Toward a formally correct simulator, assembler, and verifier for the Trainium AI accelerator in Lean

AWS Trainium is a custom AI accelerator, used by several industry-leading AI companies such as Anthropic, Poolside, and Decart. We present an ongoing effort to build a formally verified toolchain for Trainium in the Lean 4 proof assistant. The project currently comprises approximately 200,000 lines of Lean code spanning four components: an assembler that compiles a human-readable assembly language to the Trainium binary format, operational semantics covering the different compute engines, a simulator and debugger that executes Trainium binaries against the semantics, and a (very short right now) chain of intermediate representations that lower structured programs to the ISA. The ISA specifications and assembler mappings for hundreds of instructions are auto-generated from the hardware team's canonical source, ensuring the formal model stays synchronized with silicon as the architecture evolves. Our long-term goal is a CompCert-style verified compilation pipeline: each IR lowering step will carry a machine-checked proof that the translation preserves the semantics of the source program. The semantics themselves are defined as state-transition systems using an interaction-tree–inspired step monad, which we believe provides a clean foundation for future refinement proofs.

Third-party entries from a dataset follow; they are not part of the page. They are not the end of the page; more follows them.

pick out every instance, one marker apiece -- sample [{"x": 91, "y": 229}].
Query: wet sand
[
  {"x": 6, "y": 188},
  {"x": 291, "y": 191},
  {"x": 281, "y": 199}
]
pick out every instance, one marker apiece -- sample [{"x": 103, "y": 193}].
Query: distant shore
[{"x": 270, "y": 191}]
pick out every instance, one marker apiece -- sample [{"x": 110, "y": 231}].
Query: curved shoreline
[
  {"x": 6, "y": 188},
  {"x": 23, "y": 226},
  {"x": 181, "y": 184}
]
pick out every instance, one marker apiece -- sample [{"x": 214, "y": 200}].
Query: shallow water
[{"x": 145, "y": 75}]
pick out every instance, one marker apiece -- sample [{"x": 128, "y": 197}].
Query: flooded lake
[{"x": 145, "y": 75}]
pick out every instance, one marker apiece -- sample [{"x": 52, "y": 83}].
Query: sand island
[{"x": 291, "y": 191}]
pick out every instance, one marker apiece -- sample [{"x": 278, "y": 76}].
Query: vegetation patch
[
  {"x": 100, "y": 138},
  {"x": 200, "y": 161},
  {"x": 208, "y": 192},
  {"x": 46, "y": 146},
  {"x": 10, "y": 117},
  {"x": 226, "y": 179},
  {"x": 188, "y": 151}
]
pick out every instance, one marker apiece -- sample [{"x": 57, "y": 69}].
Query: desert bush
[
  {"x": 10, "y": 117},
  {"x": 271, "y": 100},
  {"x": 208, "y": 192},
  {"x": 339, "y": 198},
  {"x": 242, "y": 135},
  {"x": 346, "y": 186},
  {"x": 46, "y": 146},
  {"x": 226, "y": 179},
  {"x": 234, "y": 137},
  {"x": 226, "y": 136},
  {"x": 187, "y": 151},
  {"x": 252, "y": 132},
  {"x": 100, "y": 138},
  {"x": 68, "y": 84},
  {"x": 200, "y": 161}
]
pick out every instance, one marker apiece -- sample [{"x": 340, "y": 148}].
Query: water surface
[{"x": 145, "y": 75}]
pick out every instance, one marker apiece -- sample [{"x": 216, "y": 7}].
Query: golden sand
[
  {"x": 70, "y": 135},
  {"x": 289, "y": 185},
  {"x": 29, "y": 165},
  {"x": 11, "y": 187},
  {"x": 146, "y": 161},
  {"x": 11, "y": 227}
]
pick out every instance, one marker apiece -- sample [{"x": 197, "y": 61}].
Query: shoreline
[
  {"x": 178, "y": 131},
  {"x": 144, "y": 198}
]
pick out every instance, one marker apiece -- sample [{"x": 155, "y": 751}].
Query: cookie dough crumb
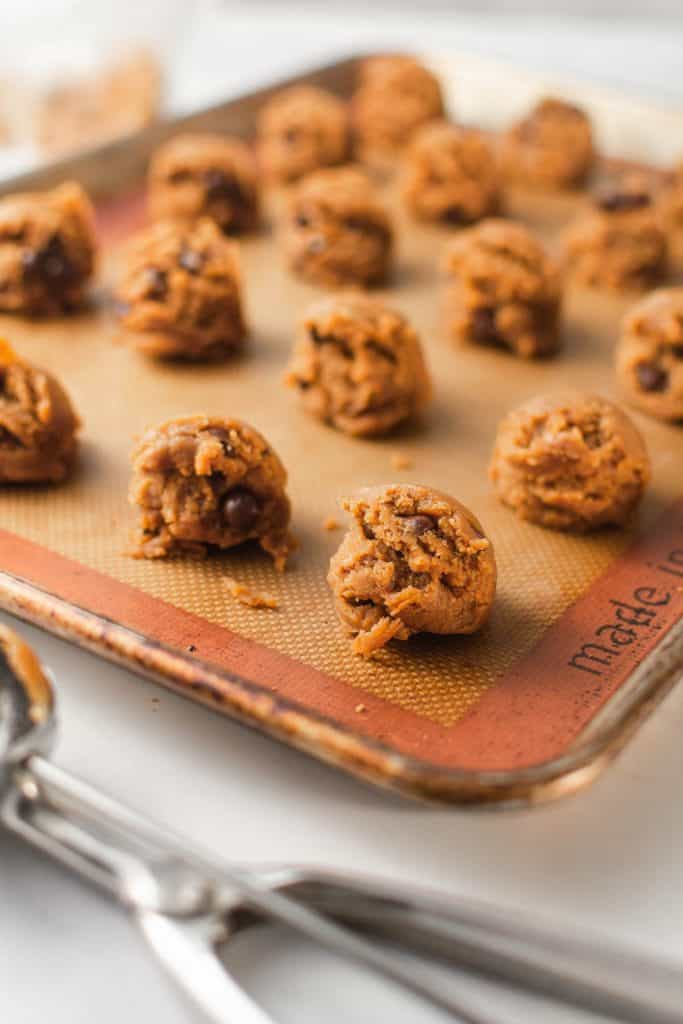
[
  {"x": 38, "y": 424},
  {"x": 47, "y": 250},
  {"x": 203, "y": 175},
  {"x": 300, "y": 130},
  {"x": 505, "y": 290},
  {"x": 413, "y": 560},
  {"x": 451, "y": 175},
  {"x": 400, "y": 461},
  {"x": 337, "y": 232},
  {"x": 180, "y": 292},
  {"x": 209, "y": 482},
  {"x": 552, "y": 146},
  {"x": 620, "y": 244},
  {"x": 570, "y": 462},
  {"x": 649, "y": 355},
  {"x": 358, "y": 366},
  {"x": 251, "y": 598},
  {"x": 395, "y": 96}
]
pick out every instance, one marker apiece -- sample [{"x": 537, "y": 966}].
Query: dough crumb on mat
[
  {"x": 399, "y": 460},
  {"x": 251, "y": 598}
]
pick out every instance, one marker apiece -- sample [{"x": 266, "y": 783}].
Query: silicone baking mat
[{"x": 529, "y": 707}]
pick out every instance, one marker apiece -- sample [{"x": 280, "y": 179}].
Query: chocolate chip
[
  {"x": 157, "y": 283},
  {"x": 50, "y": 264},
  {"x": 454, "y": 215},
  {"x": 189, "y": 260},
  {"x": 219, "y": 186},
  {"x": 418, "y": 524},
  {"x": 617, "y": 202},
  {"x": 482, "y": 325},
  {"x": 222, "y": 435},
  {"x": 651, "y": 378},
  {"x": 241, "y": 509},
  {"x": 331, "y": 339}
]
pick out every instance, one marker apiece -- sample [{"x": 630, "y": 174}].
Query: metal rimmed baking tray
[{"x": 526, "y": 710}]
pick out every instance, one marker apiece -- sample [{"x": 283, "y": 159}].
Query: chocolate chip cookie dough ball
[
  {"x": 451, "y": 175},
  {"x": 38, "y": 425},
  {"x": 572, "y": 463},
  {"x": 358, "y": 366},
  {"x": 205, "y": 482},
  {"x": 395, "y": 96},
  {"x": 649, "y": 357},
  {"x": 47, "y": 250},
  {"x": 504, "y": 290},
  {"x": 179, "y": 296},
  {"x": 414, "y": 560},
  {"x": 300, "y": 130},
  {"x": 620, "y": 244},
  {"x": 337, "y": 232},
  {"x": 214, "y": 176},
  {"x": 551, "y": 147}
]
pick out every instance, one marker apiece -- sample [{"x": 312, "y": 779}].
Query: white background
[{"x": 607, "y": 860}]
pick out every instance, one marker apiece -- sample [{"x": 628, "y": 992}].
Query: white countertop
[{"x": 607, "y": 859}]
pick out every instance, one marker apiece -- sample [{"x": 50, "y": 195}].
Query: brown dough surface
[
  {"x": 202, "y": 175},
  {"x": 649, "y": 356},
  {"x": 119, "y": 100},
  {"x": 38, "y": 425},
  {"x": 47, "y": 250},
  {"x": 620, "y": 244},
  {"x": 300, "y": 130},
  {"x": 451, "y": 175},
  {"x": 358, "y": 366},
  {"x": 208, "y": 481},
  {"x": 552, "y": 146},
  {"x": 571, "y": 462},
  {"x": 179, "y": 295},
  {"x": 505, "y": 290},
  {"x": 413, "y": 560},
  {"x": 336, "y": 230},
  {"x": 395, "y": 96}
]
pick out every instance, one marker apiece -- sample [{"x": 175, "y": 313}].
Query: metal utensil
[
  {"x": 188, "y": 903},
  {"x": 179, "y": 895}
]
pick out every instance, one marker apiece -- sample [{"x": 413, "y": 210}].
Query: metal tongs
[{"x": 189, "y": 904}]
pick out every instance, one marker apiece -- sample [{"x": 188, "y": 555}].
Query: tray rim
[{"x": 356, "y": 754}]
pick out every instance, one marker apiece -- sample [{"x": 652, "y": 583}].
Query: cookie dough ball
[
  {"x": 300, "y": 130},
  {"x": 415, "y": 560},
  {"x": 179, "y": 296},
  {"x": 205, "y": 482},
  {"x": 505, "y": 290},
  {"x": 358, "y": 366},
  {"x": 337, "y": 232},
  {"x": 551, "y": 147},
  {"x": 395, "y": 96},
  {"x": 38, "y": 425},
  {"x": 620, "y": 244},
  {"x": 451, "y": 175},
  {"x": 199, "y": 175},
  {"x": 572, "y": 463},
  {"x": 649, "y": 357},
  {"x": 47, "y": 250}
]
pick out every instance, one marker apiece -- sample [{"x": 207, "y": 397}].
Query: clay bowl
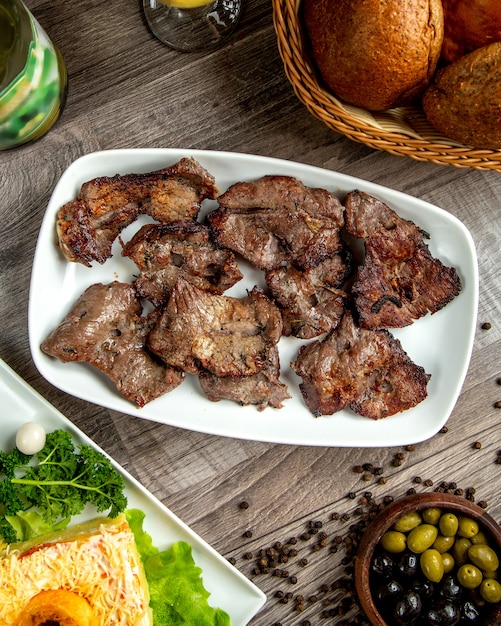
[{"x": 389, "y": 515}]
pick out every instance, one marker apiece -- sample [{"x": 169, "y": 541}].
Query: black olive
[
  {"x": 424, "y": 587},
  {"x": 450, "y": 589},
  {"x": 382, "y": 565},
  {"x": 388, "y": 591},
  {"x": 408, "y": 608},
  {"x": 443, "y": 613},
  {"x": 470, "y": 613},
  {"x": 408, "y": 564}
]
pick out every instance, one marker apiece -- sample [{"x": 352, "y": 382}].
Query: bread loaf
[
  {"x": 375, "y": 54},
  {"x": 464, "y": 100}
]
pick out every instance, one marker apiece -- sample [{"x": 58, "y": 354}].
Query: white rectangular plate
[
  {"x": 229, "y": 589},
  {"x": 441, "y": 343}
]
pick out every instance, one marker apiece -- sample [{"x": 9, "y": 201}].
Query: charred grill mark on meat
[
  {"x": 163, "y": 252},
  {"x": 312, "y": 301},
  {"x": 88, "y": 225},
  {"x": 276, "y": 220},
  {"x": 365, "y": 370},
  {"x": 399, "y": 280},
  {"x": 263, "y": 389},
  {"x": 105, "y": 328},
  {"x": 226, "y": 336}
]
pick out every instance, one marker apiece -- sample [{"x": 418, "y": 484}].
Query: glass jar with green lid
[{"x": 33, "y": 77}]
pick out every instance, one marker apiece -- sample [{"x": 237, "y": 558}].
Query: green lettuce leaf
[{"x": 177, "y": 592}]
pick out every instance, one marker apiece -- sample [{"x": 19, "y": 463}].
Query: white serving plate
[
  {"x": 441, "y": 343},
  {"x": 229, "y": 589}
]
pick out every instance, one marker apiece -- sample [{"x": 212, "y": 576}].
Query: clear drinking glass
[{"x": 191, "y": 25}]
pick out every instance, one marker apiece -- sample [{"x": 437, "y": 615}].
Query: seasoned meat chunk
[
  {"x": 226, "y": 336},
  {"x": 263, "y": 389},
  {"x": 164, "y": 251},
  {"x": 399, "y": 280},
  {"x": 365, "y": 370},
  {"x": 88, "y": 225},
  {"x": 276, "y": 220},
  {"x": 312, "y": 301},
  {"x": 105, "y": 328}
]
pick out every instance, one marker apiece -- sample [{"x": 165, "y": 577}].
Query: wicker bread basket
[{"x": 402, "y": 131}]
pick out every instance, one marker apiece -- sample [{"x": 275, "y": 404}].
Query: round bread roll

We will discuss the engineering challenges of formalizing Trainium, the tradeoffs between executable specifications and proof-friendly definitions, and our strategy for incrementally introducing verification into a toolchain that is already in production use. We will also share early experience using LLM-based coding assistants to accelerate the development of both Lean specifications and proofs.

Sean is an applied scientist in automated reasoning at AWS. In the past 10 years, he's worked on static analysis of AWS networking, verification of crypto protocols, formalizing the AWS IAM authorization language, and hardware verification.